Eles foram entregues a ele por membros importantes do Gabinete, incluindo o vice-presidente JD Vance e o secretário de Estado Marco Rubio.
“Os militares estão analisando isso e nós estamos analisando algumas opções muito fortes”, disse Trump a repórteres no Air Force One na noite de domingo.
Questionado sobre as ameaças de retaliação do Irão, ele disse: ‘Se o fizerem, iremos atingi-los a níveis que nunca foram atingidos antes.’
As escolhas vão desde a diplomacia até ataques militares, com Trump inclinado a escolher o último, informou Axios.
“Os ataques aéreos seriam uma das muitas, muitas opções que estão sobre a mesa para o comandante-em-chefe”, disse a secretária de imprensa Karoline Leavitt na segunda-feira.
“Ele disse a todos vocês ontem à noite que o que estão ouvindo do regime iraniano é bem diferente das mensagens que o governo recebeu em particular”, acrescentou ela.
Incêndios são acesos enquanto manifestantes se reúnem em Teerã.

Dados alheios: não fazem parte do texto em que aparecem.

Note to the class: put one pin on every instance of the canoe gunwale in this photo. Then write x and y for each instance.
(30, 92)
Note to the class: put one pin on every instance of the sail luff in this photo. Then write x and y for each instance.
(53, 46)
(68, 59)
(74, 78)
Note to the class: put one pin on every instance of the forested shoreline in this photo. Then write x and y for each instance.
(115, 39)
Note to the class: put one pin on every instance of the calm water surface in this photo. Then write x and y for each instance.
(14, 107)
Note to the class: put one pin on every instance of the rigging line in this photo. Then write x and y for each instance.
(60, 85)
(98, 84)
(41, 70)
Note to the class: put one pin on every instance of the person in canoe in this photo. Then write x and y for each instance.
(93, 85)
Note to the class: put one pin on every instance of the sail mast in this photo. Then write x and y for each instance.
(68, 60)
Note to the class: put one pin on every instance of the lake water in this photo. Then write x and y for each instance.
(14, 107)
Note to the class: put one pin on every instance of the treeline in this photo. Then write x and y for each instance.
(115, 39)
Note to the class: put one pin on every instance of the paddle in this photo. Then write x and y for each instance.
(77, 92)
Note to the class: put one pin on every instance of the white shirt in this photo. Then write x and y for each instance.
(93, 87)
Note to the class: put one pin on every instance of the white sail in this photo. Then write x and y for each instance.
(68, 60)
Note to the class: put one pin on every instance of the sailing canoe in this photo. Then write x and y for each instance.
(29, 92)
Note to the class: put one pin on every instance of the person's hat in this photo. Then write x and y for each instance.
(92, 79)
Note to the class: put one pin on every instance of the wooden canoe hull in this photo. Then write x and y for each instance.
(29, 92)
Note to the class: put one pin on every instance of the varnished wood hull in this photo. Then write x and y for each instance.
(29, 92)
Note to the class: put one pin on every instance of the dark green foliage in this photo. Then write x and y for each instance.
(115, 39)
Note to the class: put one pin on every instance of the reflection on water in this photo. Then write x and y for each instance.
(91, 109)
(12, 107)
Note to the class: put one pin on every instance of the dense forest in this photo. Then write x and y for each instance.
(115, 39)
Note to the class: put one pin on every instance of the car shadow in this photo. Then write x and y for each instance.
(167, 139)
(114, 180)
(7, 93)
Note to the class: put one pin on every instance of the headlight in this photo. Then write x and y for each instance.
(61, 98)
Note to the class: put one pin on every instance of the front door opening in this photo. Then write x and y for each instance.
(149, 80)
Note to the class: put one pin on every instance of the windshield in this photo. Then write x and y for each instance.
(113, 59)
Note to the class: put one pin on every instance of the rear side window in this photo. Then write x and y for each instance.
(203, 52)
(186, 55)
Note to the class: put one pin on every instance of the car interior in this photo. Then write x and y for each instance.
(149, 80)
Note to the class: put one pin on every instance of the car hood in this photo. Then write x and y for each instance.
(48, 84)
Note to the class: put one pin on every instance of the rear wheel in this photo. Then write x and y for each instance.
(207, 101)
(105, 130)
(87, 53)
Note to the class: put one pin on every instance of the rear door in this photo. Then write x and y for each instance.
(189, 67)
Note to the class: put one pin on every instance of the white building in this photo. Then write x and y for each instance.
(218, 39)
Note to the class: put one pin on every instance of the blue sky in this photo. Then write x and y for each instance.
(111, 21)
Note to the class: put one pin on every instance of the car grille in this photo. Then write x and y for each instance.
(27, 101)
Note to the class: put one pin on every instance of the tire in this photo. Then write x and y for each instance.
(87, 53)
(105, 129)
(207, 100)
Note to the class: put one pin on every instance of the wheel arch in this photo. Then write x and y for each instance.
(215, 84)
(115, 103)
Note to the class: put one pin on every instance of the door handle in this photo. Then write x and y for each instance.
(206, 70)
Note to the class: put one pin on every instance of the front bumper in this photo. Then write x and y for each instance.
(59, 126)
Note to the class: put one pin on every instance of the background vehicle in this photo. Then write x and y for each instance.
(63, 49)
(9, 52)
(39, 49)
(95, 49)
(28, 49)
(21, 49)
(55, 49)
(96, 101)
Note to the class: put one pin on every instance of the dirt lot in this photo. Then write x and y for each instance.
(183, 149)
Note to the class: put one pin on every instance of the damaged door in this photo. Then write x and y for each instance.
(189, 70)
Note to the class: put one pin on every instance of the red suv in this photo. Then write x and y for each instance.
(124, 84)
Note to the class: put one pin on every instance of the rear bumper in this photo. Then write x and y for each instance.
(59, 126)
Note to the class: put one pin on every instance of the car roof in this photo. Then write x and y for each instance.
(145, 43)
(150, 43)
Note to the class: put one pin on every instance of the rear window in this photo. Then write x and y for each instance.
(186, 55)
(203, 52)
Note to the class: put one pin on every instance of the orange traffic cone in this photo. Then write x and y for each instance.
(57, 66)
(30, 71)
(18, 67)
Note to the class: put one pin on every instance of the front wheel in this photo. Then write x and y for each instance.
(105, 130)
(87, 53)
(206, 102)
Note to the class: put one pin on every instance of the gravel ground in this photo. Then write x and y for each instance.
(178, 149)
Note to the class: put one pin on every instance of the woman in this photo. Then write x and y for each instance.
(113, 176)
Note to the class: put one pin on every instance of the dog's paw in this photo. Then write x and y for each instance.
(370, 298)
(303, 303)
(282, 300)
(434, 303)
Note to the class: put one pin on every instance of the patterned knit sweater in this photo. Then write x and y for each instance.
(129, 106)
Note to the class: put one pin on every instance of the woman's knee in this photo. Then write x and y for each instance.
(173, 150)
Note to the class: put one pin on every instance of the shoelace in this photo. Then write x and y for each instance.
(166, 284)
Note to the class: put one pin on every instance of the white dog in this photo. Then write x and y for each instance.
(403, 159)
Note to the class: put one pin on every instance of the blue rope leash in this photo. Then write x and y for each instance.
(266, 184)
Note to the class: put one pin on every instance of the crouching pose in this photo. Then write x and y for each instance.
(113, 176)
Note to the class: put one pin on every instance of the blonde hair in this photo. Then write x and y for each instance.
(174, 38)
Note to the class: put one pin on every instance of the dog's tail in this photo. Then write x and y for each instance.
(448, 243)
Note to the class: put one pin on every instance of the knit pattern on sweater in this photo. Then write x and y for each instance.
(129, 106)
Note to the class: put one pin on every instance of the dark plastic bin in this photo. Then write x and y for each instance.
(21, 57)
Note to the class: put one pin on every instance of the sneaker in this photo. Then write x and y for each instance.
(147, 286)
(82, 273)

As manifestações estão em andamento desde dezembro, desencadeadas pelo aumento da inflação
Há alguns membros da administração Trump que estão céticos de que os ataques seriam produtivos.
Entretanto, com a Internet fora do ar no Irão e as linhas telefónicas cortadas, avaliar as manifestações no estrangeiro tornou-se mais difícil.

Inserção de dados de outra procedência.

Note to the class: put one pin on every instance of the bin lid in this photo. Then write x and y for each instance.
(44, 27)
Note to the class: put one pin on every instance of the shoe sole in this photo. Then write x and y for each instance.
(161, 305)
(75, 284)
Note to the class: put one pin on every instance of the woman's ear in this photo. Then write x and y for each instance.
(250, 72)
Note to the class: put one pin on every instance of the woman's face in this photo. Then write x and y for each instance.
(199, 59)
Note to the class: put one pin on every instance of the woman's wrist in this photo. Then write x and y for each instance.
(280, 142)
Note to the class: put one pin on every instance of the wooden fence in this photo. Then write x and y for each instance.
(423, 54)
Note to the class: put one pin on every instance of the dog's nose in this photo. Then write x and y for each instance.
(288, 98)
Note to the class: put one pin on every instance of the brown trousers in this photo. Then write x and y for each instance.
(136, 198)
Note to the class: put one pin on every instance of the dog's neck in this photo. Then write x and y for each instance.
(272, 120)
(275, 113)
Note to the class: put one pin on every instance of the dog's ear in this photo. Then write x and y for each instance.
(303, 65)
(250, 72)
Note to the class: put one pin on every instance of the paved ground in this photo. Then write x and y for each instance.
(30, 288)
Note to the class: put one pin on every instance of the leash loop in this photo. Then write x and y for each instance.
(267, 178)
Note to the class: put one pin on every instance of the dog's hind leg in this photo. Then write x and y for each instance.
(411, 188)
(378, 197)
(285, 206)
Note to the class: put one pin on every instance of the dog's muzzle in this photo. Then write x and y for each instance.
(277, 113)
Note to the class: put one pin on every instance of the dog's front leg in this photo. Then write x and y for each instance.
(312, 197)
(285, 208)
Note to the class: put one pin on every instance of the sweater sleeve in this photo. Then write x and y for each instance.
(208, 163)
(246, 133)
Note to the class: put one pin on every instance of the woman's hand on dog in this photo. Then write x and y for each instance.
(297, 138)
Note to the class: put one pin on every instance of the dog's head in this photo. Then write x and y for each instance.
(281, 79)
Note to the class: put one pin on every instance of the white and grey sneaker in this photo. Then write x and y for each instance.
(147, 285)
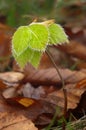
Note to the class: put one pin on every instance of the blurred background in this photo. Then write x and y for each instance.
(18, 12)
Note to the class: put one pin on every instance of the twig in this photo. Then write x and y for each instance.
(63, 84)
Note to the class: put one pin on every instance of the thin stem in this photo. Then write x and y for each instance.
(53, 62)
(63, 84)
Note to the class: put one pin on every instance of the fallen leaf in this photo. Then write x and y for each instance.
(11, 77)
(75, 49)
(51, 77)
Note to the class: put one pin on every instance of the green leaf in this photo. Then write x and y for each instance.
(39, 33)
(57, 34)
(28, 56)
(20, 40)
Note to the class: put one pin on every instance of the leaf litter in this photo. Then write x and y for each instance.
(36, 93)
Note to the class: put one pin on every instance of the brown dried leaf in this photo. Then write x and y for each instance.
(51, 77)
(75, 49)
(73, 96)
(11, 77)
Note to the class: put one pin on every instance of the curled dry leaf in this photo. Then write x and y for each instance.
(50, 76)
(11, 77)
(75, 49)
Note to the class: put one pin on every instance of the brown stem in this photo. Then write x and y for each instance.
(63, 84)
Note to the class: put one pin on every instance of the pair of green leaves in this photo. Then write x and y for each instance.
(29, 42)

Os que estão no estrangeiro temem que o apagão de informação esteja a encorajar os membros da linha dura dos serviços de segurança do Irão a lançar uma repressão violenta.
Os manifestantes inundaram as ruas de Teerã e sua segunda maior cidade na noite de sábado e na manhã de domingo, desafiando o governo do líder supremo, aiatolá Ali Khamenei, de 86 anos.
Vídeos online supostamente mostravam mais manifestações de domingo à noite até segunda-feira, com um oficial de Teerã reconhecendo-as na mídia estatal.
A televisão estatal iraniana transmitiu gritos da multidão, que parecia chegar a dezenas de milhares, que gritavam ‘Morte à América!’ e ‘Morte a Israel!’
Outros gritaram: ‘Morte aos inimigos de Deus!’
O procurador-geral do Irão alertou que qualquer pessoa que participe em protestos será considerada um “inimigo de Deus”, uma acusação de pena de morte.
Mais de 10.600 pessoas também foram detidas durante as duas semanas de protestos, disse a Agência de Notícias dos Ativistas de Direitos Humanos, sediada nos EUA, que foi precisa em distúrbios anteriores nos últimos anos e divulgou o número de mortos.
Baseia-se na verificação cruzada de informações por apoiantes no Irão. Ele disse que 510 dos mortos eram manifestantes e 89 eram membros das forças de segurança.
Uma multidão se reúne durante um comício pró-governo na segunda-feira
Às 14h de segunda-feira, a televisão estatal iraniana exibiu imagens de manifestantes aglomerando-se em Teerã em direção à Praça Enghelab, ou Praça da “Revolução Islâmica”, na capital.
Durante toda a manhã foram transmitidas declarações do governo iraniano, de líderes religiosos e de segurança para assistir à manifestação.
Chamou a manifestação de “revolta iraniana contra o terrorismo sionista americano”, sem abordar a raiva subjacente no país devido à sua economia em dificuldades.
A televisão estatal transmitiu imagens de tais manifestações por todo o país, tentando sinalizar que tinha superado os protestos.